Wednesday 14 December 2011

‘Vancouver's most unwanted night light’ - Provincial Officials thumb their noses at Vancouver Residents

In the following 24 Hours Vancouver news story, PavCo Minister Pat Bell’s disingenuous and misleading responses about the giant video screen at Terry Fox Plaza are further exposed.  When taking stock of opinions on the subject, at last count:  The Vancouver City Mayor has asked that the screen be removed, City Councillor Geoff Meggs has said that residents were “ambushed” with this giant screen in their living rooms, Vancouver City By-laws dictate that the screen must be dismantled, MLA Spencer Chandra Herbert has stated that the screen must be taken down, and the overwhelming local resident outcry has demanded that the giant screen be immediately removed. When will the BC Liberals stop this daily harassment into our homes? 


Residents in nearby towers complain the glare from the oversized screen at BC Place is disrupting their home life. (PHOTO COURTESY OF STOPBILLBOARD)

By ERICA BULMAN, 24 HOURS

The province appears to be thumbing its nose at Vancouver residents, allowing a giant BC Place screen to beam ads into nearby glass condos because the provincial land it sits on is exempt from city bylaws.

Residents around Terry Fox Plaza are up in arms, blinded by the flashing billboard, which is lit from 7 a.m. to 7 p.m. Many say the light wakes them, prevents children from sleeping, and floods living rooms in the early evenings.  The advertisement screen is nearly 2,000 sq. ft. although a city bylaw allows just 200 sq. ft.

“The land that PavCo operates on is provincial land … so they are exempted from it,” a Tourism, Jobs and Innovation Ministry official said Tuesday. 
Last month Minister of Tourism Pat Bell told the B.C. legislature PavCo is working with the city to fix the problem.  “Our senior staff say that’s not the case,” said Coun.
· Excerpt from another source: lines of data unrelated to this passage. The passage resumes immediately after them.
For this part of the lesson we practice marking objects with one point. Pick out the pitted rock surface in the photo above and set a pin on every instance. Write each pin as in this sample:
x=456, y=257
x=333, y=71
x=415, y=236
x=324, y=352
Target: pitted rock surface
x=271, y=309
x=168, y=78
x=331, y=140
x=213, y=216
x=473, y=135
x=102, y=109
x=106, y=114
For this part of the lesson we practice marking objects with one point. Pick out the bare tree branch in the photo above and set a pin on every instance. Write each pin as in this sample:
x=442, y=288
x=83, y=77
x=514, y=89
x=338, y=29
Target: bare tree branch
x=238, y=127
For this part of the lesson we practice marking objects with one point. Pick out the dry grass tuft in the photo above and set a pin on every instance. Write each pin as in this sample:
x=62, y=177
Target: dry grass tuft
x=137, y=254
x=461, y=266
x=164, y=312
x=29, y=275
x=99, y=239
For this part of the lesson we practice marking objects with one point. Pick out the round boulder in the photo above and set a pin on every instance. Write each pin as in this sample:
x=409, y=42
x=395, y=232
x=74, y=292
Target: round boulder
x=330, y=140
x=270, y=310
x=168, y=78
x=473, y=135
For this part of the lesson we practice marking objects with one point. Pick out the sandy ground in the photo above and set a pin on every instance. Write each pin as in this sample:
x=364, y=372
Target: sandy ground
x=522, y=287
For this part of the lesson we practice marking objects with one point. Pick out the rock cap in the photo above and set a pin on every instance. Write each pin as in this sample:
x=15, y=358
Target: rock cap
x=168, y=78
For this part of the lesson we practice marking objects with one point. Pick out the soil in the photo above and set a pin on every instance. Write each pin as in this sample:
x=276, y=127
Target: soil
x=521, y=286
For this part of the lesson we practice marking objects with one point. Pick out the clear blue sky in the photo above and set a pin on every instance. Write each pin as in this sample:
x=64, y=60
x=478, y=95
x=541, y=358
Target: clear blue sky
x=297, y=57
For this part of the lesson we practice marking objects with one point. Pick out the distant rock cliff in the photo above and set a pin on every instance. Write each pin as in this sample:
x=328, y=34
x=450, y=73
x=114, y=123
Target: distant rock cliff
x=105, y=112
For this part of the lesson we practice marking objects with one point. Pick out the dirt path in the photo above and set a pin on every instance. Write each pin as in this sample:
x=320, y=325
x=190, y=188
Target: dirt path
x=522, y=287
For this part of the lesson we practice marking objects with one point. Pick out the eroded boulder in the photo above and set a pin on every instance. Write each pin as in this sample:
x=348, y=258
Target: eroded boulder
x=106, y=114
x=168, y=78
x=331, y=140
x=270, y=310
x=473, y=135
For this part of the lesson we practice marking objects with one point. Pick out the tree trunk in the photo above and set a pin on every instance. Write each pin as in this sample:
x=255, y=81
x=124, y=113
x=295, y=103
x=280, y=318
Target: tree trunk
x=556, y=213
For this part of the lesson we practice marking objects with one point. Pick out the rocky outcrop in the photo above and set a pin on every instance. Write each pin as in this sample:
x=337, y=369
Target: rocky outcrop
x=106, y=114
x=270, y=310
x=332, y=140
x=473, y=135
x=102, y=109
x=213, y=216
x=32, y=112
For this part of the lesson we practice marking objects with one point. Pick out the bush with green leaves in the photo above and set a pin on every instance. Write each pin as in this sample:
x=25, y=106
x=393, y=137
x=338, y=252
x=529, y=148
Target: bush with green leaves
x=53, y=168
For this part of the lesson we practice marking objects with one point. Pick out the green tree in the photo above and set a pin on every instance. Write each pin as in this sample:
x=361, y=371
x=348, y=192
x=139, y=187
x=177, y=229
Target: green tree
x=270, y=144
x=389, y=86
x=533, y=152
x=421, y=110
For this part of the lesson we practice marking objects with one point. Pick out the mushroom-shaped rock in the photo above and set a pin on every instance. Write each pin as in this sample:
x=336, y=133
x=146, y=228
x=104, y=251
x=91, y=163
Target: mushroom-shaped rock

Geoff Meggs, adding he can almost read the ads “with the naked eye” from his home in Fairview, nearly two kilometres away.
A ministry official told 24 hours Bell’s office sent a letter about the screen to Vancouver’s mayor Monday, but wouldn’t reveal its contents.

PavCo has reduced the screen’s operational time to 12 hours per day.  “They’ve changed the time and reduced the glare a little bit but I think they’re hoping just by ignoring it and saying it’s solved, the people who’ve had their homes in some ways wrecked, give up and move away,” said Vancouver West End MLA Spencer Chandra Herbert, who represented the area before riding boundaries changed.  He said residents are rightly concerned their home values have depreciated.  No one from PavCo was available to comment.

“You can’t be sitting anywhere within your glass home without this penetrating light flashing off all the surfaces within your home. We close our blinds but the light still comes through,” said David Cookson, who leads the group Take the Giant Screen Down Now. “We’re not talking about lights that serve the community; it’s something put up simply to blast advertising.  “I understand the stadium is a good thing for the city’s economy. We all think the Whitecaps and Lions are great, we like entertainment, we like living in a bustling city, but this is so far beyond what’s considered acceptable."